In Deutschland gibt es von Krankenhaus zu Krankenhaus Unterschiede in der Sterblichkeit. In den Häusern, in denen man sich bemüht, Ärzte und Pflegepersonal immer wieder auf Früherkennung, richtige Diagnostik, richtige Blutkulturentnahme und schnelle Behandlung zu schulen, nimmt die Sterblichkeit ab. Dazu gibt es viele nationale und internationale Daten. Wir haben in Deutschland noch ein erhebliches Defizit sowohl in den flächendeckenden Schulungen also auch routinemäßig in Notaufnahmen und auch in Normal- und Intensivstationen, auf Sepsis zu screenen. Auch ist die mikrobiologische Diagnostik – also die Verarbeitung von Blutkulturen – etwas, was nicht flächendeckend abgesichert ist. Es gibt zum Beispiel in den wenigsten Krankenhäusern rund um die Uhr mikrobiologische Diagnostik, was für andere Laborwerte wie das Herzinfarktenzym, das zur Diagnostik des Herzinfarkts notwendig ist, selbstverständlich ist. Das müsste unbedingt verbessert werden.
Und wenn man eine Sepsis überlebt hat ist es oftmals so, dass die Behandlung danach auch sehr anspruchsvoll ist. Man weiß, dass Patienten an Posttraumatischen Belastungsstörungen leiden, dass sie oft Schmerzen oder Bewegungseinschränkungen ertragen müssen, dass sie kognitive Einschränkungen haben, also Merkfähigkeitsstörungen. Leider ist die Kenntnis darüber in der Nachbehandlung nicht ausgeprägt da. Patienten werden oft von dem einen zum anderen Arzt geschickt, teilweise als Simulanten abgestempelt; da fehlt noch Struktur in der Sepsisrehabilitation. Oder bei ganz einfachen Dingen – zum Beispiel Patienten und Angehörige darüber zu informieren, dass sie überhaupt eine Sepsis hatten, dass Hausärzte sich darum kümmern müssen, wenn entsprechende Symptome auftreten. Deswegen gibt es Bestrebungen, einen Patientenbrief zu schreiben, der den Betroffenen direkt über sein Leiden informiert, nicht nur die nachbehandelnden Ärzte in Fachmedizinisch.
Kann man in den nächsten Jahren eine Verbesserung des Sepsis-Screenings erwarten?
Es gibt hoffnungsvolle Daten aus Amerika bezüglich automatisierter Screeningtools.
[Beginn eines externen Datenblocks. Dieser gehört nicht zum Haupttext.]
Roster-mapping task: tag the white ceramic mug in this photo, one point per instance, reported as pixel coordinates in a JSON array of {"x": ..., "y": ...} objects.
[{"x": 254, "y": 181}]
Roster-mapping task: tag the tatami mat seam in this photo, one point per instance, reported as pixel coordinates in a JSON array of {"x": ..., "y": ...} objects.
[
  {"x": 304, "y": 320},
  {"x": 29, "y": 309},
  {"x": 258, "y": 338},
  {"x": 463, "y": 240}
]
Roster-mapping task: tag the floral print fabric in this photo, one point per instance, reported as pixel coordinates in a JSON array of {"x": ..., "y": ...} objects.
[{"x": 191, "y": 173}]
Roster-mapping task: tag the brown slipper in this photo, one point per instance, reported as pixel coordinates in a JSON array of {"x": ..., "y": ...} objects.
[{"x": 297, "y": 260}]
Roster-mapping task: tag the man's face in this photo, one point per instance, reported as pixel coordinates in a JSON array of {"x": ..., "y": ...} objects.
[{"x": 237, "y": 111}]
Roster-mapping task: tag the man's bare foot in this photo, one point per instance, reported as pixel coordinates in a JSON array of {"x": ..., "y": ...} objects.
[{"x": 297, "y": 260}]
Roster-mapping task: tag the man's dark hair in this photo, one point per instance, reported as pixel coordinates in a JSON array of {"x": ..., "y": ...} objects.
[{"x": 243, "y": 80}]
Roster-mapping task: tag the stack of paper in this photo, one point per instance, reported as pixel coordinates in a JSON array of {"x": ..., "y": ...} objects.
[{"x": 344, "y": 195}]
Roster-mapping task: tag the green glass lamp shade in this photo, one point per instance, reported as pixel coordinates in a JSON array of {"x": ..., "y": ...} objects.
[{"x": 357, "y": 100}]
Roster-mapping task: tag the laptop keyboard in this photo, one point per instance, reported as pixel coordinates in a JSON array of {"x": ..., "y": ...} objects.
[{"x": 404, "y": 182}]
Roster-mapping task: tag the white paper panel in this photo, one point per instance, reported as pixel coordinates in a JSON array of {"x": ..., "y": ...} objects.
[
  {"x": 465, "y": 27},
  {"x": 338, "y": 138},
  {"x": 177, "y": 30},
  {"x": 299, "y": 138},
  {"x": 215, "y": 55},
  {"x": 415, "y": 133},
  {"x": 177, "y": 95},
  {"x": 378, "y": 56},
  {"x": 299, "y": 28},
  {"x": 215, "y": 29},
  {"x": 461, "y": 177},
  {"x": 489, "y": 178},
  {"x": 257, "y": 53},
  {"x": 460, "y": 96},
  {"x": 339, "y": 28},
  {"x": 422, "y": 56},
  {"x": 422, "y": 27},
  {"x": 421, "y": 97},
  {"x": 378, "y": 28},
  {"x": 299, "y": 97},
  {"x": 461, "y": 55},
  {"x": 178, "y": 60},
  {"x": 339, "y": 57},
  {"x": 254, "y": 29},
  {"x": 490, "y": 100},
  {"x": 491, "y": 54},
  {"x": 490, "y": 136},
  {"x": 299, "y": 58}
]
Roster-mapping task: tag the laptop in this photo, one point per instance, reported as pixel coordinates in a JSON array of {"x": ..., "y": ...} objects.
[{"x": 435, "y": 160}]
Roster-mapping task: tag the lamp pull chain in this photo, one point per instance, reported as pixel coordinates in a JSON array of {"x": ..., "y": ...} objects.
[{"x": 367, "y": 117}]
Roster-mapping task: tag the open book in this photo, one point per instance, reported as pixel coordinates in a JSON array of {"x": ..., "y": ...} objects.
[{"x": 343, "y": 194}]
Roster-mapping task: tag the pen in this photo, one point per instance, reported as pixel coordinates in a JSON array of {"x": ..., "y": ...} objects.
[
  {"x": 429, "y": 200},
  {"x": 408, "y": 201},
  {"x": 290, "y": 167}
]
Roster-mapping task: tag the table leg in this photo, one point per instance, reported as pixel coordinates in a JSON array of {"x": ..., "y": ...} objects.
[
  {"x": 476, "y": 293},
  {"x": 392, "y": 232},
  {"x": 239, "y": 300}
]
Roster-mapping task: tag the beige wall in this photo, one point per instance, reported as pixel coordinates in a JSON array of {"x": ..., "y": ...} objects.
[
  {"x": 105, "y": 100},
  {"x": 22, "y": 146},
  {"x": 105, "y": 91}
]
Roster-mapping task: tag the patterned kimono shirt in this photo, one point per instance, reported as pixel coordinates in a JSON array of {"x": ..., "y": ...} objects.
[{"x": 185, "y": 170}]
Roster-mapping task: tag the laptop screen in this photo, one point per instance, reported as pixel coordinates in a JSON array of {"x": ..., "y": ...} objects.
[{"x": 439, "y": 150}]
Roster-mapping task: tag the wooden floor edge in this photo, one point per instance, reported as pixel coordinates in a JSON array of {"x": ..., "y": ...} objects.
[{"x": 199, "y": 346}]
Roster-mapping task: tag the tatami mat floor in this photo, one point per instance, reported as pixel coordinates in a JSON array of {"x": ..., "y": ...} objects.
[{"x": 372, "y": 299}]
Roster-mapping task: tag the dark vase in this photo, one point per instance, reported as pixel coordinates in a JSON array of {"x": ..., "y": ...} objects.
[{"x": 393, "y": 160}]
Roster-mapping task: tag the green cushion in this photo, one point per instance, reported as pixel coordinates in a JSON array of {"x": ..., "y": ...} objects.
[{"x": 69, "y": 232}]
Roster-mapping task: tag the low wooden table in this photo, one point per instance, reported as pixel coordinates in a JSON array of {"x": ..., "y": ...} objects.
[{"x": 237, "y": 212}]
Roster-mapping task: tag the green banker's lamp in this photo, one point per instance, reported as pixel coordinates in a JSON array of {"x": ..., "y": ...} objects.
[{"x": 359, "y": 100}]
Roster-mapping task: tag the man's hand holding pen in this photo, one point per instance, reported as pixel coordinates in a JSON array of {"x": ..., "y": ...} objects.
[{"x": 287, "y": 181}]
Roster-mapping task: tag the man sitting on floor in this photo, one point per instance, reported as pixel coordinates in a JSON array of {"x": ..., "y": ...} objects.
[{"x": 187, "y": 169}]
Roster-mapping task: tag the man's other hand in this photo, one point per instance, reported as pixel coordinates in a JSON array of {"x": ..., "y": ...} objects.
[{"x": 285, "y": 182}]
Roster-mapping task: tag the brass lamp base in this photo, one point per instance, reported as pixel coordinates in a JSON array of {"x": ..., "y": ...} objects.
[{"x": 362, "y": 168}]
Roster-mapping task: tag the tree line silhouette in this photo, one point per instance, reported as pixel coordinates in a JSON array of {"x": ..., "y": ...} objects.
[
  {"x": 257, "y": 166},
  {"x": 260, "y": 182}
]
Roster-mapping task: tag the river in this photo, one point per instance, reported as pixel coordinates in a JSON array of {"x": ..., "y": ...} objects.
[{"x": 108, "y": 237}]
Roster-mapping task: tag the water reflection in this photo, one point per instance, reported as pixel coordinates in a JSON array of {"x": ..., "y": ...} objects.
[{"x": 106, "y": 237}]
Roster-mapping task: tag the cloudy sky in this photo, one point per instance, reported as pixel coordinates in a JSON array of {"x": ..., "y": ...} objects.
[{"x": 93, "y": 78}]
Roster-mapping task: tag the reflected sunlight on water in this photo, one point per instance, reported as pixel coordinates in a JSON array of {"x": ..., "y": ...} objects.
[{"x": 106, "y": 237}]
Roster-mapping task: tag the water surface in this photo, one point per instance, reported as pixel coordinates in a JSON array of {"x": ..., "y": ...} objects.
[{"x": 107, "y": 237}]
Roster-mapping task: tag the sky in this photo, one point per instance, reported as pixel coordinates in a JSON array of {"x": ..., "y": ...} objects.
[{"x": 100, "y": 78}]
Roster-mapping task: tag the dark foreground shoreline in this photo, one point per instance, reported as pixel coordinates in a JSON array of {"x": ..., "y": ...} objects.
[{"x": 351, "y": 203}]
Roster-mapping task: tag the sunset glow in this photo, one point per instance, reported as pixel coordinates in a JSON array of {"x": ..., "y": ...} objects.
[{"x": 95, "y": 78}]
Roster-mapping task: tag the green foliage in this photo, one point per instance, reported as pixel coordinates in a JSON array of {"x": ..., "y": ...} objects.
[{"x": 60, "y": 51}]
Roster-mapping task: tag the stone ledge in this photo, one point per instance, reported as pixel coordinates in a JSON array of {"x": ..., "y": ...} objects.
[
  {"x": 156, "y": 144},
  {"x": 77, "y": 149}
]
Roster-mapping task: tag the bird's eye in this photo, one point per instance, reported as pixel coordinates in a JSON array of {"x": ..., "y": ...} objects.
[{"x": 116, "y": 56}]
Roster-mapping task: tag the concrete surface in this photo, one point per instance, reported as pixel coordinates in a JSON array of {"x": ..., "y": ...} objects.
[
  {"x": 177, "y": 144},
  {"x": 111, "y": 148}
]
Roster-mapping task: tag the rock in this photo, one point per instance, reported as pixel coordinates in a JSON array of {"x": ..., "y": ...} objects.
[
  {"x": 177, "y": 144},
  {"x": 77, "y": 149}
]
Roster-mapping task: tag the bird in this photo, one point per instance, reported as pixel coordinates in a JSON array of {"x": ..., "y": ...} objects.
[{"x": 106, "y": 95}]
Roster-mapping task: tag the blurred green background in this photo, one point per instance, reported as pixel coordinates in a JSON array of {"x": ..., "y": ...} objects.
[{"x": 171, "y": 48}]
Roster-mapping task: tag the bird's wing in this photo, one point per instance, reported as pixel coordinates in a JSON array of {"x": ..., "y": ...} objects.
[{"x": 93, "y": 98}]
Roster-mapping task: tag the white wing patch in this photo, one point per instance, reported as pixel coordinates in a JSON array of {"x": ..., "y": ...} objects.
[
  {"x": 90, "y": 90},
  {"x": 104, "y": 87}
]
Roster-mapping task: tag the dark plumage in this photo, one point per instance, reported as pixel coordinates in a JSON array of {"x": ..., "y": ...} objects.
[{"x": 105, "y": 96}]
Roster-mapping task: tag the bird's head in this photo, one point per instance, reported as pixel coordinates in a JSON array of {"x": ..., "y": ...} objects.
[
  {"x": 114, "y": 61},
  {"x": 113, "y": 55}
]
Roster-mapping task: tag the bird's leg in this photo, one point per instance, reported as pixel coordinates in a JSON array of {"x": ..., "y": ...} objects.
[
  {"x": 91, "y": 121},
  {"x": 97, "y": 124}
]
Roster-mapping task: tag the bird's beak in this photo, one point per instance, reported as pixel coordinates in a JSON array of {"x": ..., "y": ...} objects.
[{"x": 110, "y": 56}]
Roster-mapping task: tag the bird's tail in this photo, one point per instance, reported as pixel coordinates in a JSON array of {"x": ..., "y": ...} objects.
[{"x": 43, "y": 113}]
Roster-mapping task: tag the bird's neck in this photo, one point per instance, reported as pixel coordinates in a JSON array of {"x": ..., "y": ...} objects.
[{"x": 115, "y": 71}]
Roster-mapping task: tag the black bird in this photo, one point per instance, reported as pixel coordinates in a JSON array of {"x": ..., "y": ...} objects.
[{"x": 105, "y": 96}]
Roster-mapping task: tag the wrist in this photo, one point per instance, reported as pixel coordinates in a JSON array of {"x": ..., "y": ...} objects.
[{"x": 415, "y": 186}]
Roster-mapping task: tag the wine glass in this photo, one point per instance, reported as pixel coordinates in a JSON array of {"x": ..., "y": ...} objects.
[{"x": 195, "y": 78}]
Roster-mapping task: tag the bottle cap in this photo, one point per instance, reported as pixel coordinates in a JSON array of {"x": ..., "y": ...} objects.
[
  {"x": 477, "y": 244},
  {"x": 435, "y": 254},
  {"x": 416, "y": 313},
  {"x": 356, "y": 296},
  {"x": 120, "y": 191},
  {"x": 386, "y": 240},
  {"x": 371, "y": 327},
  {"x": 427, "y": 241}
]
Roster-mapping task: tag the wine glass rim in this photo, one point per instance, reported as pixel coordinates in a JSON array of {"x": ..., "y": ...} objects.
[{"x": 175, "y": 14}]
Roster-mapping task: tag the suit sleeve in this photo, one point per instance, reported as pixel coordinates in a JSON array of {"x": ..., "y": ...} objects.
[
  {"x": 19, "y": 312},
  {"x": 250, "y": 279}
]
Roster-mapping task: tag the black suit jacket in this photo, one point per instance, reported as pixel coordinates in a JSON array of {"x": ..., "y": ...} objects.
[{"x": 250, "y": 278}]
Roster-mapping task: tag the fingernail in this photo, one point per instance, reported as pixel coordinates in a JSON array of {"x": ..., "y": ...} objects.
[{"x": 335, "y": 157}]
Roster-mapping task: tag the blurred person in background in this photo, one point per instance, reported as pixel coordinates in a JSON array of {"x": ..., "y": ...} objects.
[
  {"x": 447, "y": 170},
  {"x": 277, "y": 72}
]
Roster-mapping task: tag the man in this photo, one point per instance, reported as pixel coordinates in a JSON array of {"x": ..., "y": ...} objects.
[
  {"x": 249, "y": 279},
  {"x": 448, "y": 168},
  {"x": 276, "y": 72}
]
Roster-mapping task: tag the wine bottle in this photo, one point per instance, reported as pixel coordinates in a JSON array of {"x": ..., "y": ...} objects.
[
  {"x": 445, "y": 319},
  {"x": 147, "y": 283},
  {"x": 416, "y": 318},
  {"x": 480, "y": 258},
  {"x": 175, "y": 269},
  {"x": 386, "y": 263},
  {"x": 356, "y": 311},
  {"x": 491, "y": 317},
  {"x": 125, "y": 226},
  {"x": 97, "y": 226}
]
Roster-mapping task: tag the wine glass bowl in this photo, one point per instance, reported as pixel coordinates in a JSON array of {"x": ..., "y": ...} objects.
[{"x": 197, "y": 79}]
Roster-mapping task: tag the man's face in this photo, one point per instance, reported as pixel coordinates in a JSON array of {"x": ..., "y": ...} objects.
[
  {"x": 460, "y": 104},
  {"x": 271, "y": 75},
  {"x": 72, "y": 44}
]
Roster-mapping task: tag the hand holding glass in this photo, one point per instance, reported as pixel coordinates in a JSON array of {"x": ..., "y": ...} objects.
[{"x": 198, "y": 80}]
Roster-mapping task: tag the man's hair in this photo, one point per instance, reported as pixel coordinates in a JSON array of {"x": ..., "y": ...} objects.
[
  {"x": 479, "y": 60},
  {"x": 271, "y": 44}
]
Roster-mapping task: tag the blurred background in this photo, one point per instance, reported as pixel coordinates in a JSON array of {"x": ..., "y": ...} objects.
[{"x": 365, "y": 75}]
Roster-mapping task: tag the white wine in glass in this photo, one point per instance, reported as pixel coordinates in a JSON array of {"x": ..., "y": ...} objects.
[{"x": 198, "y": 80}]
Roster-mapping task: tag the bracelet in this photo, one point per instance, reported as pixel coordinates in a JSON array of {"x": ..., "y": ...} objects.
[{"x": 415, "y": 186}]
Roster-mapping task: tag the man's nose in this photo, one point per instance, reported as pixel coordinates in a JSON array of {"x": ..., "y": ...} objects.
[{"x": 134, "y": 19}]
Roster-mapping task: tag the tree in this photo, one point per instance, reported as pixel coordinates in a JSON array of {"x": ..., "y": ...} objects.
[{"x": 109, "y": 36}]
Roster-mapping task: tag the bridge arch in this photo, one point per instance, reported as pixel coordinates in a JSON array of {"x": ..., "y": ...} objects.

Da ist diesen Sommer zum ersten Mal eine Studie erschienen, die beweisen konnte, dass durch die Auswertung einer Vielzahl von elektronischen Daten durch künstliche Intelligenz – zum Beispiel Laborwerte, Kreislaufwerte – tatsächlich die Sepsis eher erkannt wurde, als es sonst der erfahrene klinische Arzt oder die Schwester kann und auch die Sterblichkeit reduziert wird. Da wird sich in den nächsten Jahren viel tun. Aktuell ist es aber leider noch so, dass wir bei uns im Krankenhaus mit einer Kitteltaschenkarte arbeiten und damit Sepsis screenen und erkennen.